Presocratic Era: Goal and Sources

  • Focus: ultimate reality (metaphysics) beneath appearances.

  • Important point: most later writers (Plato, Aristotle) cite earlier thinkers; much of what we know comes from later generations referencing earlier views.

  • Socrates: famous as a great thinker; what we know about him largely comes from Plato.

Major Groups of Early Philosophers

  • Milesians (early, natural philosophers): Thales, Anaximander, Anaximenes

  • Pythagoreans: Pythagoras and followers

  • Heraclitus and Parmenides group: Heraclitus and Parmenides (often paired in discussions)

Milesians: What they proposed as the ultimate reality

  • Thales: ultimate reality is water; all things originate from water and change form (liquid, steam, etc.).

  • Anaximander: aperion (apeiron) — the unlimited/boundless/indefinite substance underlying everything.

  • Anaximenes: air as the fundamental substance.

  • Significance: these views influenced later thinkers like Plato and Aristotle; debate about what truly underlies reality persists.

Pythagoreans: Numbers and the structure of reality

  • Pythagoras and followers argued that numbers and mathematical relations are central to reality.

  • Not that the world is literally made of numbers, but that mathematical structure and ratios organize and give meaning to the world.

Heraclitus and Parmenides: Two competing visions of reality

  • Heraclitus: reality is dynamic and in constant change; flux is fundamental.

    • Logos: the rational structure or law that gives order to change.

    • Fire: symbol of ongoing transformation and the dynamic nature of the world.

    • “Can you step into the same river twice?” illustrates perpetual change.

  • Parmenides: being is unchanging and stable; change is illusory or misperceived by the senses.

    • A priori reasoning: some truths can be known through logic without sensory experience.

    • Paradox of change: to explain change, one might use logic that leads to the conclusion that being does not change.

    • Zeno’s paradoxes (e.g., Achilles and the Tortoise) used to defend being’s unchanging nature; illustrate problems with motion and infinity when relying on sensory intuition.

Zeno’s Paradox and the Infinity Problem

  • Zeno argued that motion leads to paradoxes if distance is divided infinitely.

  • The paradox challenges the notion of change and motion; highlights tension between experience and logical reasoning.

  • Resolution (conceptually): infinity and division require careful mathematical treatment; historically used to question naive notions of motion and change.
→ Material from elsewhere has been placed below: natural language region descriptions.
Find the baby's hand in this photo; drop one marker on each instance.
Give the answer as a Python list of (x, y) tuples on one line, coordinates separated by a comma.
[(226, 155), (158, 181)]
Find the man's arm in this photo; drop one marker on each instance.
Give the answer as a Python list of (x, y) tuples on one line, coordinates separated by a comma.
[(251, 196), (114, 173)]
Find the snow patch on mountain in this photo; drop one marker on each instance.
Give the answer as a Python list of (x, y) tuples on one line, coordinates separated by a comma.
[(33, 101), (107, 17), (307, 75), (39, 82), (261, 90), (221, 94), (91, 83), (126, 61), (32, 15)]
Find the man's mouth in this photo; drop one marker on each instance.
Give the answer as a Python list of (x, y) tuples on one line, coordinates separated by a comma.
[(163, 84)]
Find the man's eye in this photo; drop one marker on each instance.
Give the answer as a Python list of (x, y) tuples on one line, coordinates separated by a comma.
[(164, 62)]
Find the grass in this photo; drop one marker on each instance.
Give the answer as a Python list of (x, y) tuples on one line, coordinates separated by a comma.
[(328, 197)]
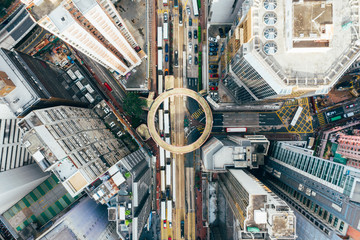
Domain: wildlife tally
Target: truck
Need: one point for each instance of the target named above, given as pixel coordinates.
(182, 228)
(169, 211)
(162, 173)
(168, 174)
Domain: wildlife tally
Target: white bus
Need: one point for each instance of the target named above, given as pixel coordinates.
(296, 117)
(160, 59)
(162, 172)
(168, 174)
(159, 39)
(195, 8)
(166, 123)
(165, 30)
(160, 84)
(161, 120)
(162, 157)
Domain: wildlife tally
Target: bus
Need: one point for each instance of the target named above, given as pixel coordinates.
(162, 183)
(159, 39)
(195, 8)
(297, 115)
(107, 86)
(160, 59)
(160, 84)
(165, 30)
(236, 129)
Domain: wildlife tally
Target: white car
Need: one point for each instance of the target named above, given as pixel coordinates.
(212, 39)
(190, 46)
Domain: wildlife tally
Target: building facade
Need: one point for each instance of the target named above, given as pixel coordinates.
(276, 52)
(258, 213)
(93, 27)
(234, 151)
(325, 192)
(29, 83)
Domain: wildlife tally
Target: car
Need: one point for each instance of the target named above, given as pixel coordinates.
(212, 39)
(190, 46)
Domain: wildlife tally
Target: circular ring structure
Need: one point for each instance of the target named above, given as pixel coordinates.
(180, 92)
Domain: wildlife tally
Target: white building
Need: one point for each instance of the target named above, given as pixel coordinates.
(93, 27)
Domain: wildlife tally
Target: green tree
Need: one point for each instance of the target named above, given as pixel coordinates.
(133, 105)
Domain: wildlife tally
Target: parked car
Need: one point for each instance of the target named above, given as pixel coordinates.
(212, 39)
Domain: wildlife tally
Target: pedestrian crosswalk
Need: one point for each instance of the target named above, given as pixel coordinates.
(321, 119)
(197, 114)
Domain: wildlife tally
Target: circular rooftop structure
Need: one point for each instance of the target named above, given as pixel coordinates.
(154, 109)
(270, 18)
(270, 33)
(270, 4)
(270, 48)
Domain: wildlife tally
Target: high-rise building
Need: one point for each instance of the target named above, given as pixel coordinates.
(277, 48)
(93, 27)
(71, 142)
(15, 161)
(325, 192)
(221, 152)
(29, 83)
(257, 212)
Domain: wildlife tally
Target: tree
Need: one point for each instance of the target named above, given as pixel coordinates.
(133, 105)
Transition: Myth to Rational Thinking

  • The ancient Greeks moved from myth-based explanations (Homeric myth) toward rational, argument-based inquiry.

  • This shift laid groundwork for science, technology, and a rational worldview that characterizes the modern era.
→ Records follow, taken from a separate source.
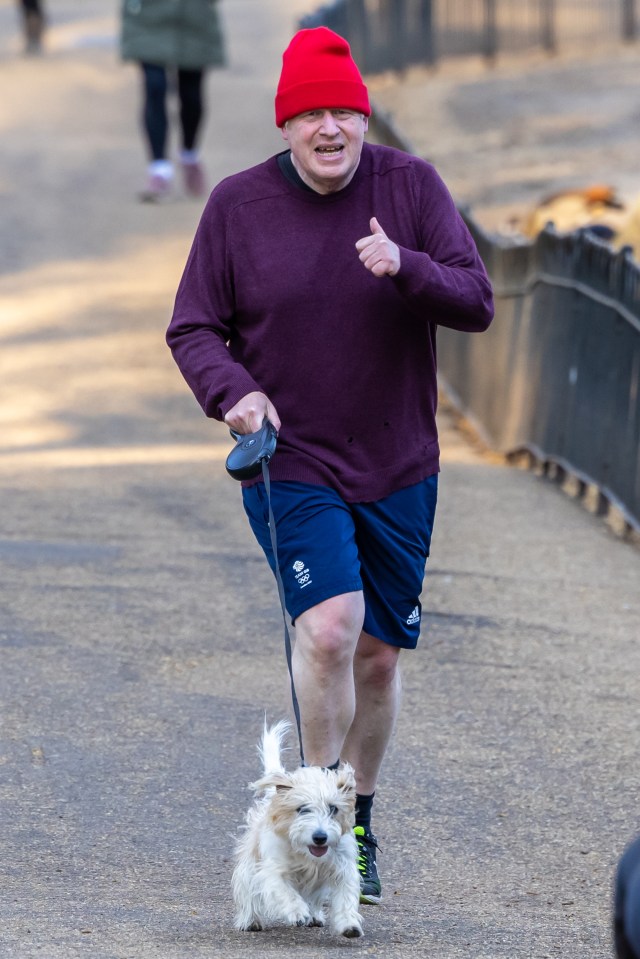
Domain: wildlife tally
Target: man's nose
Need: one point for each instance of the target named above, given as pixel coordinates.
(328, 124)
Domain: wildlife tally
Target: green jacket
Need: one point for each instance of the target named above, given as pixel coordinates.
(172, 33)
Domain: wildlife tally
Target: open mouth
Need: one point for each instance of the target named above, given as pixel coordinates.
(318, 851)
(329, 151)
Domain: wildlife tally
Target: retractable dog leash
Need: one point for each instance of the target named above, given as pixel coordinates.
(249, 457)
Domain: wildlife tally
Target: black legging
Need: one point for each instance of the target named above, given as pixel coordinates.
(155, 107)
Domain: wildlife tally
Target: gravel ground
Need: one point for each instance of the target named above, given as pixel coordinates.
(503, 137)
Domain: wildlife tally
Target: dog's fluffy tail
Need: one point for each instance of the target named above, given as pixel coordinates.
(271, 746)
Legacy and High-Level Takeaway

  • These presocratic debates set the stage for later thinkers: Plato, Socrates, Aristotle.

  • Core questions they addressed remains central: what is the fundamental reality: water, air, fire, change, or numbers?

  • The chapter frames ancient Greek philosophy as a turning point from myth to reason, with lasting influence on Western thought.